Agro-Consensus: Semantic Self-Consistency in Vision-Language Models for Crop Disease Management in Developing Countries
Mihir Gupta, Pratik Desai, Ross Greer

TL;DR
This paper presents a cost-effective semantic self-consistency framework for vision-language models to improve crop disease diagnosis and management in developing countries, addressing resource constraints and unreliable connectivity.
Contribution
It introduces a novel semantic clustering and consensus mechanism combined with human-in-the-loop validation to enhance model reliability for agricultural image captioning.
Findings
Achieves 83.1% accuracy with 10 candidate generations, outperforming baseline.
Improves top-4 accuracy to 94.0%, surpassing baseline performance.

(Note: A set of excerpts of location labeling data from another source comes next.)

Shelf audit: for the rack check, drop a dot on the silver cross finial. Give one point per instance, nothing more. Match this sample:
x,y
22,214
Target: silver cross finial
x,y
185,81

Demonstrates effectiveness on PlantVillage dataset with a lightweight model.
Abstract
Agricultural disease management in developing countries such as India, Kenya, and Nigeria faces significant challenges due to limited access to expert plant pathologists, unreliable internet connectivity, and cost constraints that hinder the deployment of large-scale AI systems. This work introduces a cost-effective self-consistency framework to improve vision-language model (VLM) reliability for agricultural image captioning. The proposed method employs semantic clustering, using a lightweight (80MB) pre-trained embedding model to group multiple candidate responses. It then selects the most coherent caption -- containing a diagnosis, symptoms, analysis, treatment, and prevention recommendations -- through a cosine similarity-based consensus. A practical human-in-the-loop (HITL) component is incorporated, wherein user confirmation of the crop type filters erroneous generations, ensuring…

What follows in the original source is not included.